This study explores the perceptions of Directors of Nursing from NHS acute Trusts in England, on caring practices. The aspiration of the NHS is to deliver good care to patients and their families. However, recent inquiries into poor care have created a searching debate regarding standards of nursing care, leadership, culture and practice. Directors of Nursing play a significant role in influencing care, as they are charged with responsibilities relating to providing assurance of standards of care within NHS Trusts. However, little is known about the perceptions of Directors of Nursing in NHS acute Trusts, on caring practices.
Methods:
The study aimed to construct a grounded theory of the perceptions of Directors of Nursing from NHS acute Trusts, on caring practices. The study also sought to understand the social, political, professional and organisational challenges facing Directors of Nursing. Twelve Directors of Nursing from NHS acute Trusts in England were interviewed between July 2013 and January 2014 using semi-structured questions. A constructivist grounded theory approach was adopted to support the co-construction of the theory by exploring how the participants construct their worlds or reality. In the constructivist grounded theory approach, underlines that the researcher is not neutral in the research process, as data are co-constructed between the researcher and the participants. I believe it is important to make my identity as the researcher visible, so as to create a transparent co-construction of data in this research study.
Results:
Through the co-construction approach a theory of ‘Directors of Nursing Perceptions on Caring: Post Francis Paradoxes’ revealed that the participants are working within a paradoxical NHS system in response to findings from the Mid Staffordshire NHS Foundation Trust inquiry. The theory is supported by three categories of: ‘trusting my senses’; ‘avoiding becoming collateral damage’; and ‘being in a different place’.

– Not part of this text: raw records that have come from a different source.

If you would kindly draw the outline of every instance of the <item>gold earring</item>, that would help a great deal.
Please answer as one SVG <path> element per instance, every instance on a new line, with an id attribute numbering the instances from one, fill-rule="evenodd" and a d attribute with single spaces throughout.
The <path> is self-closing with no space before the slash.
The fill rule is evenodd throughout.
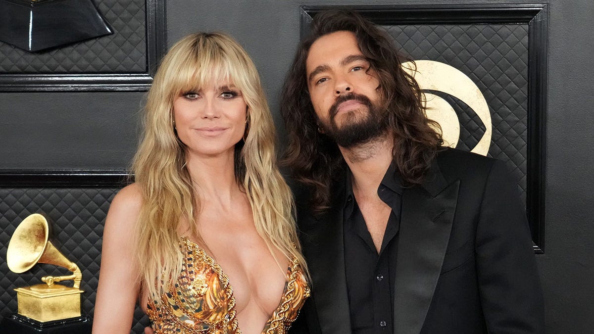
<path id="1" fill-rule="evenodd" d="M 248 138 L 248 134 L 249 133 L 249 118 L 245 118 L 245 130 L 244 131 L 244 141 Z"/>

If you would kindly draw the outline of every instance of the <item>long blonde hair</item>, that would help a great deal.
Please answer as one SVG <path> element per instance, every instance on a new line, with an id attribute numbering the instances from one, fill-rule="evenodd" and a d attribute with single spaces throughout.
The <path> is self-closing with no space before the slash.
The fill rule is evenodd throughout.
<path id="1" fill-rule="evenodd" d="M 175 131 L 173 100 L 205 87 L 212 79 L 228 79 L 248 105 L 247 136 L 235 147 L 235 177 L 246 192 L 256 230 L 268 249 L 288 259 L 296 257 L 306 270 L 293 218 L 290 190 L 276 163 L 275 131 L 255 65 L 232 37 L 198 33 L 175 43 L 163 58 L 148 92 L 144 136 L 132 170 L 143 196 L 137 223 L 137 254 L 143 289 L 157 299 L 179 274 L 182 254 L 178 228 L 187 220 L 200 240 L 196 213 L 199 196 L 185 168 L 185 147 Z"/>

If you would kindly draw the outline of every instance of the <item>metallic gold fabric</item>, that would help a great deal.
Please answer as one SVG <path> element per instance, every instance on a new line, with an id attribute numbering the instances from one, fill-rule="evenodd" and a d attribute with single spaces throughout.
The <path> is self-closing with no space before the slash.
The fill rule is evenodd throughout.
<path id="1" fill-rule="evenodd" d="M 188 237 L 182 238 L 180 248 L 185 256 L 175 286 L 160 300 L 148 302 L 147 313 L 155 333 L 241 333 L 229 278 Z M 286 332 L 309 296 L 309 288 L 293 259 L 279 307 L 262 333 Z"/>

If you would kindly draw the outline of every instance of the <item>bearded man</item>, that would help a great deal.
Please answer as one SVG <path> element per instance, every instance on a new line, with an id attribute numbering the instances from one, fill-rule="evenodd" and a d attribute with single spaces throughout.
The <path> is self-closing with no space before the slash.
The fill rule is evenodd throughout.
<path id="1" fill-rule="evenodd" d="M 542 333 L 525 212 L 503 162 L 446 149 L 388 35 L 314 18 L 283 89 L 312 297 L 295 333 Z"/>

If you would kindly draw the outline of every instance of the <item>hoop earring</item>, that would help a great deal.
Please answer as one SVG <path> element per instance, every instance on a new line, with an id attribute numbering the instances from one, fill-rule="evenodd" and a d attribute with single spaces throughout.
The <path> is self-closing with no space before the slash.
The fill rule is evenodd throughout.
<path id="1" fill-rule="evenodd" d="M 249 116 L 247 116 L 245 117 L 245 130 L 244 131 L 244 141 L 248 138 L 248 134 L 249 133 Z"/>

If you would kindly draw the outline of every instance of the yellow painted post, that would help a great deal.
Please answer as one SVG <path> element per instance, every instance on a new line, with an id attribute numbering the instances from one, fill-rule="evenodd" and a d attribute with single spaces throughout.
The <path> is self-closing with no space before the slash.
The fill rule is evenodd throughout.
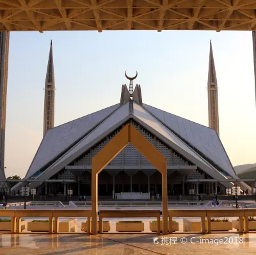
<path id="1" fill-rule="evenodd" d="M 203 234 L 205 233 L 205 217 L 201 217 L 201 231 Z"/>
<path id="2" fill-rule="evenodd" d="M 168 234 L 167 170 L 162 172 L 163 235 Z M 170 223 L 171 226 L 172 222 Z M 171 229 L 170 229 L 171 230 Z"/>
<path id="3" fill-rule="evenodd" d="M 172 217 L 169 216 L 169 233 L 172 233 Z"/>
<path id="4" fill-rule="evenodd" d="M 239 228 L 238 228 L 238 232 L 239 233 L 243 233 L 244 231 L 244 217 L 243 216 L 239 216 L 239 220 L 238 220 L 238 224 L 239 224 Z"/>
<path id="5" fill-rule="evenodd" d="M 53 217 L 49 217 L 49 233 L 52 234 L 53 233 Z"/>
<path id="6" fill-rule="evenodd" d="M 54 217 L 54 234 L 57 234 L 59 232 L 59 217 Z"/>
<path id="7" fill-rule="evenodd" d="M 244 233 L 249 232 L 249 219 L 248 216 L 244 217 Z"/>
<path id="8" fill-rule="evenodd" d="M 98 233 L 98 174 L 95 173 L 93 166 L 92 175 L 92 234 Z"/>
<path id="9" fill-rule="evenodd" d="M 91 233 L 91 217 L 88 217 L 87 218 L 87 234 Z"/>
<path id="10" fill-rule="evenodd" d="M 160 215 L 157 218 L 157 234 L 160 234 L 161 233 Z"/>
<path id="11" fill-rule="evenodd" d="M 19 234 L 21 233 L 21 218 L 20 217 L 17 217 L 16 219 L 16 232 Z"/>
<path id="12" fill-rule="evenodd" d="M 207 216 L 207 233 L 211 233 L 211 217 Z"/>
<path id="13" fill-rule="evenodd" d="M 12 217 L 11 218 L 11 233 L 16 232 L 16 217 Z"/>

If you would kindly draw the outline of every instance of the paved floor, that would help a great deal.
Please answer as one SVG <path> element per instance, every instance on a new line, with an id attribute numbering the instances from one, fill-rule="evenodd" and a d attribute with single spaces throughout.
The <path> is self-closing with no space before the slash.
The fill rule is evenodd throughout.
<path id="1" fill-rule="evenodd" d="M 256 254 L 256 233 L 166 236 L 161 239 L 161 236 L 145 234 L 1 234 L 0 254 Z M 157 244 L 154 243 L 154 238 L 158 238 L 155 239 Z"/>

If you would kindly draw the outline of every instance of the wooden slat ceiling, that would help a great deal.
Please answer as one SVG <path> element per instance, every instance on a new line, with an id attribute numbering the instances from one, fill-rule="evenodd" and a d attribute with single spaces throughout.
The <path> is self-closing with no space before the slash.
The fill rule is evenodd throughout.
<path id="1" fill-rule="evenodd" d="M 256 29 L 256 0 L 0 0 L 0 31 Z"/>

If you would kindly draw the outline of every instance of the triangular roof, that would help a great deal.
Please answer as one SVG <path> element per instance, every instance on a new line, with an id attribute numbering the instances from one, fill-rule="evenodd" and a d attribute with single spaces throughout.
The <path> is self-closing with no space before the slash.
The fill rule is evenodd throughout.
<path id="1" fill-rule="evenodd" d="M 29 177 L 108 117 L 119 104 L 49 129 L 44 137 L 26 175 Z"/>
<path id="2" fill-rule="evenodd" d="M 231 176 L 236 172 L 218 135 L 212 128 L 143 104 L 143 107 L 174 132 L 191 147 L 195 147 L 207 158 Z"/>
<path id="3" fill-rule="evenodd" d="M 215 165 L 236 176 L 215 130 L 130 100 L 123 105 L 114 105 L 48 130 L 26 178 L 38 171 L 36 177 L 38 180 L 50 178 L 130 118 L 212 178 L 225 179 L 225 174 Z M 42 169 L 44 173 L 40 171 Z"/>

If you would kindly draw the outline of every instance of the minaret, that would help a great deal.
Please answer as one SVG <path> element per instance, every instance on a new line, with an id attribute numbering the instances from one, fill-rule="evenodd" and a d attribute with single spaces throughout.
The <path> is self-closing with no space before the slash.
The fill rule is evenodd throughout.
<path id="1" fill-rule="evenodd" d="M 209 127 L 215 129 L 218 135 L 220 135 L 218 83 L 211 41 L 210 41 L 210 58 L 209 61 L 207 89 Z"/>
<path id="2" fill-rule="evenodd" d="M 9 58 L 9 32 L 0 32 L 0 178 L 5 179 L 4 141 L 7 78 Z"/>
<path id="3" fill-rule="evenodd" d="M 252 47 L 253 48 L 253 65 L 254 65 L 254 86 L 255 86 L 256 100 L 256 33 L 252 31 Z"/>
<path id="4" fill-rule="evenodd" d="M 54 125 L 55 82 L 53 68 L 52 43 L 51 41 L 44 95 L 44 135 Z"/>

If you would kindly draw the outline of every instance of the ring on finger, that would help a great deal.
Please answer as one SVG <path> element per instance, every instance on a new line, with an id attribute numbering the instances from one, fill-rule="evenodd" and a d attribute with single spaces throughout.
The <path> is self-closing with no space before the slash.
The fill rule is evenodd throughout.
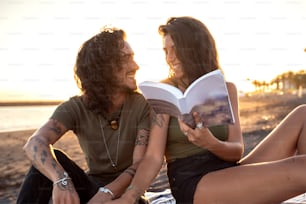
<path id="1" fill-rule="evenodd" d="M 203 128 L 203 123 L 198 122 L 197 125 L 196 125 L 196 128 L 202 129 Z"/>

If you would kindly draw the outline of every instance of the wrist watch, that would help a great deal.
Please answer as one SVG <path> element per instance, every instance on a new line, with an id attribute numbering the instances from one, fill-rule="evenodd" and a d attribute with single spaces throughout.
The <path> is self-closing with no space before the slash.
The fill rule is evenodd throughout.
<path id="1" fill-rule="evenodd" d="M 115 198 L 114 193 L 111 190 L 109 190 L 108 188 L 100 187 L 99 192 L 108 193 L 112 197 L 112 199 Z"/>

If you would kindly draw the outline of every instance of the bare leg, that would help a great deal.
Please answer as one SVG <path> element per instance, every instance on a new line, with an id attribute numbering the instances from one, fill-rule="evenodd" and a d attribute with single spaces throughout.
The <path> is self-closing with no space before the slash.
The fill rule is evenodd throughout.
<path id="1" fill-rule="evenodd" d="M 306 154 L 306 105 L 300 105 L 255 147 L 241 164 L 274 161 Z"/>
<path id="2" fill-rule="evenodd" d="M 306 192 L 306 155 L 212 172 L 198 183 L 195 204 L 271 204 Z"/>

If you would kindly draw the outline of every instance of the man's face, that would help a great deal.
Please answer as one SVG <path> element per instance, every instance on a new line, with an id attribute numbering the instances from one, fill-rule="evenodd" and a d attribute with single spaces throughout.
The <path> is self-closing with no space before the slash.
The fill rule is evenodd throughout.
<path id="1" fill-rule="evenodd" d="M 118 78 L 123 88 L 130 90 L 136 90 L 136 71 L 139 69 L 139 66 L 134 61 L 134 52 L 128 42 L 124 42 L 124 47 L 122 48 L 122 70 L 118 72 Z"/>

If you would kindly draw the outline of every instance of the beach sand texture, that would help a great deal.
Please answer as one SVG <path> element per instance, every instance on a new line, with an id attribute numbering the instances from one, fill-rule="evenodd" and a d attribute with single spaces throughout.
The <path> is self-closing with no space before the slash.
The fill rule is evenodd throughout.
<path id="1" fill-rule="evenodd" d="M 240 100 L 240 115 L 245 153 L 248 153 L 273 129 L 293 108 L 306 103 L 306 96 L 261 95 Z M 0 204 L 15 203 L 20 184 L 29 169 L 22 146 L 34 130 L 0 133 Z M 78 141 L 68 132 L 55 147 L 63 149 L 76 163 L 86 169 Z M 301 202 L 299 202 L 301 203 Z"/>

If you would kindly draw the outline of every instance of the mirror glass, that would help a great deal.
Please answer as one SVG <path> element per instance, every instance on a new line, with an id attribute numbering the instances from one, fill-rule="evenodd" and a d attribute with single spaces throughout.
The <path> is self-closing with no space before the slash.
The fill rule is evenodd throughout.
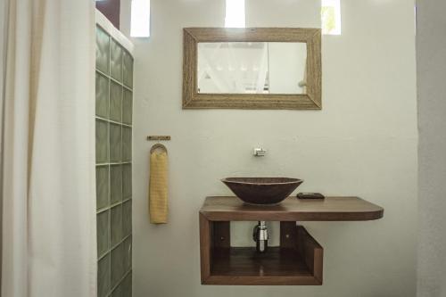
<path id="1" fill-rule="evenodd" d="M 198 93 L 306 94 L 307 44 L 200 42 Z"/>

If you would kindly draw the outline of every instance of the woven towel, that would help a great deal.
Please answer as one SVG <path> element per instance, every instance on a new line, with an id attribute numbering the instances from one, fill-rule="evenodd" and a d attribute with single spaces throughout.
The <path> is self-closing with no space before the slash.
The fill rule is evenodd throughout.
<path id="1" fill-rule="evenodd" d="M 168 153 L 162 149 L 150 153 L 149 213 L 153 224 L 168 221 Z"/>

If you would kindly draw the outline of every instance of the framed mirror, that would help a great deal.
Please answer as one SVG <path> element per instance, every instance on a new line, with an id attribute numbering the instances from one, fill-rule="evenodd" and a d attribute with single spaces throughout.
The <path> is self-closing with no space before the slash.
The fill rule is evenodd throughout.
<path id="1" fill-rule="evenodd" d="M 320 110 L 321 32 L 186 28 L 184 109 Z"/>

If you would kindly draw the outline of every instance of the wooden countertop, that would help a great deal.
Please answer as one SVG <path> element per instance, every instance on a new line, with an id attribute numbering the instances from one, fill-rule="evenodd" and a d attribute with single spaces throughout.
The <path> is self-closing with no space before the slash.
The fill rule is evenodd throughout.
<path id="1" fill-rule="evenodd" d="M 383 218 L 384 209 L 359 197 L 301 200 L 290 196 L 280 204 L 245 204 L 235 196 L 207 197 L 200 213 L 209 220 L 355 221 Z"/>

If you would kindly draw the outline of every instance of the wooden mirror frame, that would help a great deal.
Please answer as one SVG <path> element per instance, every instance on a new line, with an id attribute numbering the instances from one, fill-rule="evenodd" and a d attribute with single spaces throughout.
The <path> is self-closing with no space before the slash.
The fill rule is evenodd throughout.
<path id="1" fill-rule="evenodd" d="M 183 109 L 322 109 L 320 29 L 185 28 L 183 34 Z M 307 94 L 198 93 L 199 42 L 304 42 L 307 44 Z"/>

The three paradoxes that emerged were: the need to produce reliable high-quality assurance about standards of care in the NHS which detracted from and impacted on the Directors of Nursing roles in supporting internal assurances processes. Secondly, external monitoring standards did not capture the ‘real’ warning signals of care failings as intended. Thirdly, the reliance on intuitive skills to give assurances of caring practices was considered necessary to support the demanding monitoring and assurance processes. This study captures a challenge, as perceived by Directors of Nursing, regarding how external regulatory demands can be accommodated alongside the internal organisational requirements to lead the improvement agenda of patient care standards. Directors of Nursing need then to balance the competing priorities in their roles whilst supporting and leading a nursing workforce to deliver ethical caring practices.
Conclusion:
The study confirms that experienced senior nurses such as Directors of Nursing relied on their skills of intuition when assessing the quality and standards of caring practices on the ward. However, this research would suggest that there is also a reliance on intuition when seeking reassurance about caring practices more broadly on the wards. This was particularly so when the Directors of Nursing attended and observed the nursing staff on the wards to seek assurances about the standards of nursing care, by observing staff’s interactions with patients. Senses were relied upon as well as intuitive feelings and instincts about good or uncaring practices. Notably, there appeared to be more reliance on instincts than on measurable ward clinical metrics. In a hierarchy of ranges of information about standards of care on the wards, ‘intuition’ was seemingly the default position adopted by the Directors of Nursing.
It is suggested that there are several distinct contributions that this research offers. Firstly, it notes the creation of paradoxes in the post-Francis era, because of the contradictory impact of additional regulation and monitoring on the role of Directors of Nursing, whereby the intention is through regulation to create and safeguard the quality of care and try and prevent future failing. The contradiction has arisen in that there was an increased insatiable requirement for documentary evidence to be presented to the numerous regulatory parties. This is contested as having the effect of over-burdening the role of Directors of Nursing, which has impacted on their operational and strategic roles of leading improvements to patient care. This positivist approach to monitoring and regulating care is opposed to the interpretative approach of intuition applied by the Directors of Nursing.
A second contribution is the Directors of Nursing’s identification of a continuum of kindness in their staff, which is perceived as an indicator of staff more likely to be kind to the patients. This is important in understanding more about what influence the Directors of Nursing can have on caring practices at the ward level if kindness is nurtured and supported to flourish. Equally, they can make an impact by putting in support mechanisms and monitoring staff that are perceived to be demonstrating less kind behaviours, to help prevent uncaring behaviours from developing.
Finally, this research proposes that the Directors of Nursing experience feelings of anxiety about the security of their own roles, in anticipation that caring practices might fall below standards in the organisation. The research also suggests that the Directors of Nursing use their skills and relationships at the Trust Board to try and mitigate against this perilous situation by securing additional investment in the nursing workforce.